Porters Roman ist nicht lang, aber auf den wenigen Seiten entfaltet er die ganze Kraft der Literatur. Metaphern können uns die Welt nicht nur erklären, sondern manchmal überhaupt erst erträglich machen. Aus diffusen Gefühlen werden so konkrete Bilder zu denen schließlich eine Distanz aufgebaut werden kann.
Sprachlich ist das brilliant umgesetzt, denn Porter (beziehungsweise seine genialen Übersetzer Uda Strätling und Matthias Göritz) beherrscht das lautmalerische Krächzen der Krähe ebenso wie den naiven Blick von sechsjährigen Jungen auf eine viel zu große Welt. Da werden souverän Perspektiven, Register, Zeitebenen gewechselt, um zu einem erstaunlich kohärenten Bild zu gelangen.
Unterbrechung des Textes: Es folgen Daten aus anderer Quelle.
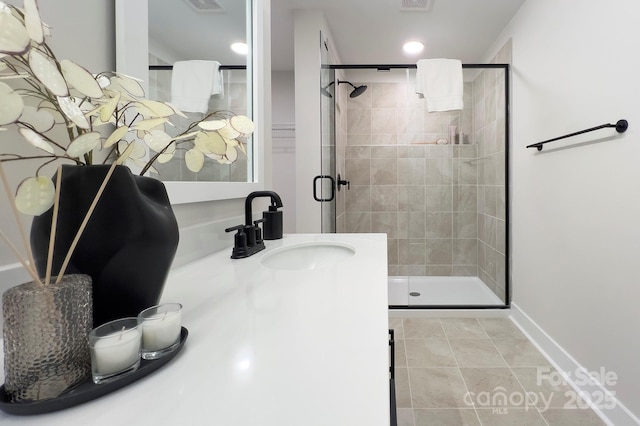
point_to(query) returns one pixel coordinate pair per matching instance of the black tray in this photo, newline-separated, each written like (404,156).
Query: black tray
(87,390)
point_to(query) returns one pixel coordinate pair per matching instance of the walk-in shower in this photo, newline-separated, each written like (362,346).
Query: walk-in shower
(435,183)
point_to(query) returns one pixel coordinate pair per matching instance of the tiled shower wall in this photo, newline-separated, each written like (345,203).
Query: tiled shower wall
(442,206)
(422,195)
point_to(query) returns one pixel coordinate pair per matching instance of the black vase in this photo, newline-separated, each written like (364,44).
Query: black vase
(127,246)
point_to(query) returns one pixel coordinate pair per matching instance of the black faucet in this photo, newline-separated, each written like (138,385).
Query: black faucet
(272,226)
(249,238)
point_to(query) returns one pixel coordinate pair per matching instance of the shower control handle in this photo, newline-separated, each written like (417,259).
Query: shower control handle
(342,182)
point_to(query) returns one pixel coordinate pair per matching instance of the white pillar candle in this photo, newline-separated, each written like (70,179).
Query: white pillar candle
(159,331)
(116,352)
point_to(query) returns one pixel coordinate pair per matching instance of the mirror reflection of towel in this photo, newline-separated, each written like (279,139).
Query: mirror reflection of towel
(440,82)
(193,83)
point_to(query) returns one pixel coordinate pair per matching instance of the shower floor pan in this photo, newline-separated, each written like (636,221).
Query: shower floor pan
(410,291)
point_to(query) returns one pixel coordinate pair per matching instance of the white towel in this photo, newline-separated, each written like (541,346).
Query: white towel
(193,83)
(440,82)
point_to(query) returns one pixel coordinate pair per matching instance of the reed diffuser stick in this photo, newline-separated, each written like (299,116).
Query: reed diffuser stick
(25,262)
(30,266)
(92,207)
(54,226)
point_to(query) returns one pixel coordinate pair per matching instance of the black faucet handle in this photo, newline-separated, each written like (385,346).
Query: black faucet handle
(258,230)
(240,247)
(239,228)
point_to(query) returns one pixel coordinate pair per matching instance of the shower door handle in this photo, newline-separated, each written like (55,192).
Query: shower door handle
(315,187)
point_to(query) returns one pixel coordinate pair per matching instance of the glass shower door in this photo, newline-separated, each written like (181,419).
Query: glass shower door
(325,183)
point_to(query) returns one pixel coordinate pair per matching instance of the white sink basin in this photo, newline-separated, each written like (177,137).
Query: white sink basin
(312,255)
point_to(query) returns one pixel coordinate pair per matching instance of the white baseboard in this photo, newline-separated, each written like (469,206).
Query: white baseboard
(617,415)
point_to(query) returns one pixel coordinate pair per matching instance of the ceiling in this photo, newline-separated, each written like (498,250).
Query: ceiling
(364,31)
(373,31)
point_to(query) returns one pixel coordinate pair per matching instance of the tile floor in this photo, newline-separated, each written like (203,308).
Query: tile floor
(467,371)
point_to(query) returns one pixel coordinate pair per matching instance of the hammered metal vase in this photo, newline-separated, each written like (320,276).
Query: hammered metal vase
(46,350)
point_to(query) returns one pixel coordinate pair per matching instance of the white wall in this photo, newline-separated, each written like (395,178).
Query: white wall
(576,206)
(284,152)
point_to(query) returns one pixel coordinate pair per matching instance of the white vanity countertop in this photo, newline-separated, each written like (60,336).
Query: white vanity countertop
(266,347)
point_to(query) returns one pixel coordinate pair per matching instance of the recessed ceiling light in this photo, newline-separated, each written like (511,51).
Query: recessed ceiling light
(240,48)
(413,47)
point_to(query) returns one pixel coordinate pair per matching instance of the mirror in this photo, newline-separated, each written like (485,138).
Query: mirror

Nach der Lektüre bleibe ich zurück, zutiefst erschüttert von der Kraft dieser Prosa.

zum Produkt € 16,90*

Play it again Alan Rusbridger

gebunden

Ein Mann nimmt sich vor, ein Klavierstück zu lernen und schreibt darüber ein Buch. Nichts könnte auf den ersten Blick langweiliger sein. Wenn dieser Mann allerdings Chefredakteur des britischen Guardian ist, Träger des alternativen Nobelpreises und einer der einflussreichsten Journalisten der westlichen Hemisphäre, wird es schon spannender. Wenn es sich bei dem Klavierstück auch noch um die Ballade Nr. 1 in g Moll op. 23 von Chopin handelt, eines der schwersten Stücke der Klavierliteratur, ist man geneigt in die ersten Seiten hineinzulesen. Und wenn man dann bemerkt, dass sich dieser Mann sehr elegant, klug und unterhaltsam ausdrücken kann, ist man schließlich drin in einem aus allen Perspektiven außergewöhnlichen (und größenwahnsinnigen?) Projekt. Man wird von Rusbridgers Art über Fingersätze und Tonleitern zu schreiben, ebenso gefesselt wie von seinen beruflichen Aufgaben: Da sind die Veröffentlichungen der Wikileaks-Dokumente, Treffen mit Julian Assange, Geiselnahmeverhandlungen in Lybien, der Umbau von Print auf Digital einer Traditionszeitung, der Abhörskandal von News of the World. Nur wenige Schlaglichter, die doch umso deutlicher die Frage stellen, wie man das alles unter einen Hut bekommen kann. Rusbridger will jeden Tag 20 Minuten üben. Ob er das schafft, will ich nicht verraten. Auch nicht, welche Tipps ihm Condoleezza Rice oder Daniel Barenboim mit auf den Weg geben. Nur soviel darf ich nach der Lektüre, die mich sehr bereichert hat, vorwegnehmen: Es geht in „Play it again“ nicht um ein Kunstwerk, sondern um drei. Da ist sicher diese wunderschöne Klavierballade, die das ganze Spektrum menschlicher Emotionen zu berühren scheint. Da ist aber auch das Kunstwerk, dass es ein Mann von dieser Stellung, in einer Branche, die von Aktualität, Schnelligkeit und unvorhergesehenen Ereignissen lebt, es schafft, kontinuierlich Zeit für die Muse aufzubringen. Und dann schließlich das Kunstwerk, über all das in einer Art und Weise schreiben zu können, die auch musikalische Laien völlig in den Bann zieht. „Play it again“ ist eine lesenswerte Aufforderung Kunst in den Alltag zu integrieren. Die Lektüre dieses Buches wäre dafür der erste Schritt.